Um 1511 ließ sich dieser Evans in der St. Matthews Church eine eigene Kapelle bauen, die heute noch genauso aussieht wie vor 510 Jahren. Dort wollen die Forscher zahlreiche Hinweise auf seine wahre Identität gefunden haben. Das auffälligste ist das Glasfenster mit Edward V.. Wie im "Da-Vinci-Code" bieten die Ermittler eine Vielzahl von Beobachtungen auf, die auf den verschwundenen Prinzen hindeuten. Von Porträts mit charakteristischen Narben bis zu Miniatursymbolen von 41 Hirschen, die das echte Alter Edwards beim Bau der Kapelle verraten. Um das Grab herum und im gesamten Gebäude von den Bodenfliesen bis zum Dach wurden weitere Symbole gefunden, die die Kirche mit dem Haus York in Verbindung bringen.

"Die Tatsache, dass sich all diese symbolischen Details in einer so abgelegenen und unzugänglichen Kirche befinden, die um 1500 nur über einen Karrenweg zu erreichen war und mitten im ländlichen Devon liegt, lässt auf die Anwesenheit einer wichtigen Person schließen", so Dike. "Ein idealer Ort für Thomas Grey, um seinen Halbbruder mit dem wahrscheinlichen Einverständnis von Richard III. oder später Heinrich VII. aus der politischen Arena zu entfernen."

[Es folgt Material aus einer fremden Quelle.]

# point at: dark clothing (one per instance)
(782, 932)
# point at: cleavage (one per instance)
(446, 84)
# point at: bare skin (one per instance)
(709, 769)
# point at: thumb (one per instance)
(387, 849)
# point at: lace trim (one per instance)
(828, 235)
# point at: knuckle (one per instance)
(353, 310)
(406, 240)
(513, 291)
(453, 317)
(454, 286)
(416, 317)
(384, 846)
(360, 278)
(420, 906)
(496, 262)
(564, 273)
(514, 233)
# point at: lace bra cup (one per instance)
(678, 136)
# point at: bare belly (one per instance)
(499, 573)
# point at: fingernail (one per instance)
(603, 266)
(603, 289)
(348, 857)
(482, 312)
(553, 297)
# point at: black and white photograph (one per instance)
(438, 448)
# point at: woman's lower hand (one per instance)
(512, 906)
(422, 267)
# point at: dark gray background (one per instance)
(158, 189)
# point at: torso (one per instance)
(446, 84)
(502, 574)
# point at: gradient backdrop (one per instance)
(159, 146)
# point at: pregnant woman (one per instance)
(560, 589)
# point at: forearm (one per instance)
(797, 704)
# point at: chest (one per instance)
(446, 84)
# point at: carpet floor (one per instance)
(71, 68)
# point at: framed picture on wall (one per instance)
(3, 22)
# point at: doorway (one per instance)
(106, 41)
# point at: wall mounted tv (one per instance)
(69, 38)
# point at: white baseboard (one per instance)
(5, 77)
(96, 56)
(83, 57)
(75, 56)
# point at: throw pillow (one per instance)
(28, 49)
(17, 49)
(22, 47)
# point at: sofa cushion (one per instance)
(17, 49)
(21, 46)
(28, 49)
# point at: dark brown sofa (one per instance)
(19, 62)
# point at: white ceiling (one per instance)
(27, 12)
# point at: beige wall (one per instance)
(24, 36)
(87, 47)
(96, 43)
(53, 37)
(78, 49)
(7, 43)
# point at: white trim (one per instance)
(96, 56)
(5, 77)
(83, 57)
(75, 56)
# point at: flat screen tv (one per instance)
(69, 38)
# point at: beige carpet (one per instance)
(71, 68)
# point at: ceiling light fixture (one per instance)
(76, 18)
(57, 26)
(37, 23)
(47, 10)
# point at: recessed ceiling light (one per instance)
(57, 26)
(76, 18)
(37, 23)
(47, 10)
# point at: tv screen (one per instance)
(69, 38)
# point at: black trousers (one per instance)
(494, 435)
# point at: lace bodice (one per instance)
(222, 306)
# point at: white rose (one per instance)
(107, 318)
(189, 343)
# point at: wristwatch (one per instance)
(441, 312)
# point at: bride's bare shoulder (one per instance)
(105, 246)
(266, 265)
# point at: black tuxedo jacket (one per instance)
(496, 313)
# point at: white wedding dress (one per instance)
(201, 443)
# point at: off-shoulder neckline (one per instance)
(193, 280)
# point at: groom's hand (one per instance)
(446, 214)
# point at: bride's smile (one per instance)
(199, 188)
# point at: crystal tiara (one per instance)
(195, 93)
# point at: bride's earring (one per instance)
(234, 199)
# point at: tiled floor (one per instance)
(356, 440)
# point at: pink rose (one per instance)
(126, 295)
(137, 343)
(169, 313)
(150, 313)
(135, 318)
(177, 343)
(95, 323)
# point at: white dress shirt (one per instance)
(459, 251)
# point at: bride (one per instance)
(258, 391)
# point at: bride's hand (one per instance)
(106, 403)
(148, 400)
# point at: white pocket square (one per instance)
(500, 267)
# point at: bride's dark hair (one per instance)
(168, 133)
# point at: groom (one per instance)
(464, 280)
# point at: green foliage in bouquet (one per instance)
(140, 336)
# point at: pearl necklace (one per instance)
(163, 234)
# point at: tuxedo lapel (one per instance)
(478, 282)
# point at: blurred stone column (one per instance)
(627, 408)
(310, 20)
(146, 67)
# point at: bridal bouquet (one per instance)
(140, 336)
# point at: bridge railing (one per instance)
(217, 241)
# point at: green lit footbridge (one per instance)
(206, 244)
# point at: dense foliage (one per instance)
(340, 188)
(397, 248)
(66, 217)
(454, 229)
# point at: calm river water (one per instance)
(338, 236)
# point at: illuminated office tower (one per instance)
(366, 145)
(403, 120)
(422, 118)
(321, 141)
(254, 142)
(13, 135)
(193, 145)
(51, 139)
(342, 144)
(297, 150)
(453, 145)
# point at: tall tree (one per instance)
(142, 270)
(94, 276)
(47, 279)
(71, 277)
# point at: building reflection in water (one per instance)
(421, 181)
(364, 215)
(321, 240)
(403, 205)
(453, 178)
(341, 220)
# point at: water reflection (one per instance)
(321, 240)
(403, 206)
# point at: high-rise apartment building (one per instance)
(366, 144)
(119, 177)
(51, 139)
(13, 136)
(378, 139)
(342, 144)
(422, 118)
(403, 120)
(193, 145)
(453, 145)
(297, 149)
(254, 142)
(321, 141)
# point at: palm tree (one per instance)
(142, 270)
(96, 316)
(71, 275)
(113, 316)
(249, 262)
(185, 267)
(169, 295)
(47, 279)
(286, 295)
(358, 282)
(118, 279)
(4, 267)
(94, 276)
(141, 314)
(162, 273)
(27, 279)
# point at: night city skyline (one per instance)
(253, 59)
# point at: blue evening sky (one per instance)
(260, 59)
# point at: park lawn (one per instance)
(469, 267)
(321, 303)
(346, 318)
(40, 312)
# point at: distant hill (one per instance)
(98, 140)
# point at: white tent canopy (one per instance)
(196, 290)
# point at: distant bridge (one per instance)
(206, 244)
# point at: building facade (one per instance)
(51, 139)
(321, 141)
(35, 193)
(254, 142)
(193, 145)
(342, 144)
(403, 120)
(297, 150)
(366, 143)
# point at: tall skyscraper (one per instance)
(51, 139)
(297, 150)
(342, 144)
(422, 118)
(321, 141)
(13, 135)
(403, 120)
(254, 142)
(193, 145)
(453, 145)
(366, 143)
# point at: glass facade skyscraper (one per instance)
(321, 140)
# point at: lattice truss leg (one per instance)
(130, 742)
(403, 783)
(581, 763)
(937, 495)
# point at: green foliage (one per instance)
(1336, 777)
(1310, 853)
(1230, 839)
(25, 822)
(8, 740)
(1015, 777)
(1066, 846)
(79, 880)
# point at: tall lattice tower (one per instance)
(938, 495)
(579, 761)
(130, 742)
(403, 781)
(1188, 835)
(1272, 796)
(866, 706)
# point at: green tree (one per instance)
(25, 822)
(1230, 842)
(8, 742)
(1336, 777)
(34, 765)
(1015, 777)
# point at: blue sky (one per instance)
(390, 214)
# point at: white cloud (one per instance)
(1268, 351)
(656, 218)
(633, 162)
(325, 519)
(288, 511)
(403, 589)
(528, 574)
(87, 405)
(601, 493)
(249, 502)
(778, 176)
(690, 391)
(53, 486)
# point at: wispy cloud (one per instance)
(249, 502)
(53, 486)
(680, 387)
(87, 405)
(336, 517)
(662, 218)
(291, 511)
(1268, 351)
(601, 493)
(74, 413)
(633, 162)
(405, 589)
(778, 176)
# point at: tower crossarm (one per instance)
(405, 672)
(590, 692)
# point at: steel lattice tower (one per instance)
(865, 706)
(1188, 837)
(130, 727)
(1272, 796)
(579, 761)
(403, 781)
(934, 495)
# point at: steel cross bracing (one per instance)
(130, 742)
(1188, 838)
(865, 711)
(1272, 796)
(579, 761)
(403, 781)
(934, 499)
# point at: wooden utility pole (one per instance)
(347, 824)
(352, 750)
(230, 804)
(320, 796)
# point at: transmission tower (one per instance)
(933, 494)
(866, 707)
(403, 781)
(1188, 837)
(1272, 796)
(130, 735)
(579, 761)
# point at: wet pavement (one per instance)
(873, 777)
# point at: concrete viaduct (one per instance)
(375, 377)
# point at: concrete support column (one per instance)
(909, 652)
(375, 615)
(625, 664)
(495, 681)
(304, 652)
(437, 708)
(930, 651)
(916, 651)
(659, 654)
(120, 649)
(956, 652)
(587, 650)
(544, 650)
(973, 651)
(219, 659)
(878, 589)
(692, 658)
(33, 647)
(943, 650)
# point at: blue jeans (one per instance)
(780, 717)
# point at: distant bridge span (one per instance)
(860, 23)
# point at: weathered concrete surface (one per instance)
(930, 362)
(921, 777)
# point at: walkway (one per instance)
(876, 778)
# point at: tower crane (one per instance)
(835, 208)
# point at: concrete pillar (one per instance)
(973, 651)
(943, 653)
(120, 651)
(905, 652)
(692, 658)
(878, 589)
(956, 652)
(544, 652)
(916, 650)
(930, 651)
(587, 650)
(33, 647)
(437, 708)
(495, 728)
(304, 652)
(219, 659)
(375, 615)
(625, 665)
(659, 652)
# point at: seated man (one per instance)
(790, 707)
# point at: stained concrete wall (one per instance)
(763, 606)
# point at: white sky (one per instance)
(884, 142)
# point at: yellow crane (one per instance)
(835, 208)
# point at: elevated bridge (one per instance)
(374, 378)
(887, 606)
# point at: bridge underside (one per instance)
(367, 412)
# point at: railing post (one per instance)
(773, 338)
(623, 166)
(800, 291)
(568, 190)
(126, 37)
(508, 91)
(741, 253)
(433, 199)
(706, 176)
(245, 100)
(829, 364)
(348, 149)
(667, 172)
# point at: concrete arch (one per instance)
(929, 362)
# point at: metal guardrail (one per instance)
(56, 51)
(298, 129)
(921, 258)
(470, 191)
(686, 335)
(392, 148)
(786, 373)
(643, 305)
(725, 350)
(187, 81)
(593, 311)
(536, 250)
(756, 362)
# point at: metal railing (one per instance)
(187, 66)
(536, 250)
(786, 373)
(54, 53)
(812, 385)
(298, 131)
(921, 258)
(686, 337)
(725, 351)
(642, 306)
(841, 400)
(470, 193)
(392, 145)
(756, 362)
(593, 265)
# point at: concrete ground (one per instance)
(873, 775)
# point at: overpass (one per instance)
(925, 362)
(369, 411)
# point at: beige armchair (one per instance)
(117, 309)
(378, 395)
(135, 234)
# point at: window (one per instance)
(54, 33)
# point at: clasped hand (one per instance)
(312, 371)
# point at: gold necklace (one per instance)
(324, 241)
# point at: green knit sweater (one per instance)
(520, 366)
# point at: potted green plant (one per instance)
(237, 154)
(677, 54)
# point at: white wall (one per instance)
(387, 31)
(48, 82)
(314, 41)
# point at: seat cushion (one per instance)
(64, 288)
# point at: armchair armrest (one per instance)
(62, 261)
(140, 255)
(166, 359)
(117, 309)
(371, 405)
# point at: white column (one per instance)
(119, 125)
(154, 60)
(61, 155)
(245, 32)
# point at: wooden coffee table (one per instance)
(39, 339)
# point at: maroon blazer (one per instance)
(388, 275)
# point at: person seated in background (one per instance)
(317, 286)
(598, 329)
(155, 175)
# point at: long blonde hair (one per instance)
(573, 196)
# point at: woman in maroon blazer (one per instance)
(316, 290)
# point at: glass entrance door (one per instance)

Die Hinweise können überzeugend sein, vielleicht konstruierte die Leidenschaft der Ermittler aber auch Verbindungen, die gar nicht da sind. Gegen die Annahme, hier seien spleenige Hobbydetektive am Werk, spricht, dass das Team unter der Leitung von Philippa Langley arbeitet. Ihre hartnäckige Puzzlearbeit hat 2012 zu der Ausgrabung geführt, bei der man die Leiche von Richard III. unter einem Parkplatz in Leicester gefunden hatte. In der Kirche fand sie aber keinen endgültigen Beweis in Form von DNA, denn das Grab des mysteriösen Evans war leer. "Es ist möglich, dass die Knochen unter dem Kirchenboden liegen, wir brauchen mehr Beweise ", so Dike. "Unsere Ergebnisse scheinen bereits in eine Richtung zu weisen - dass Richard III. unschuldig war."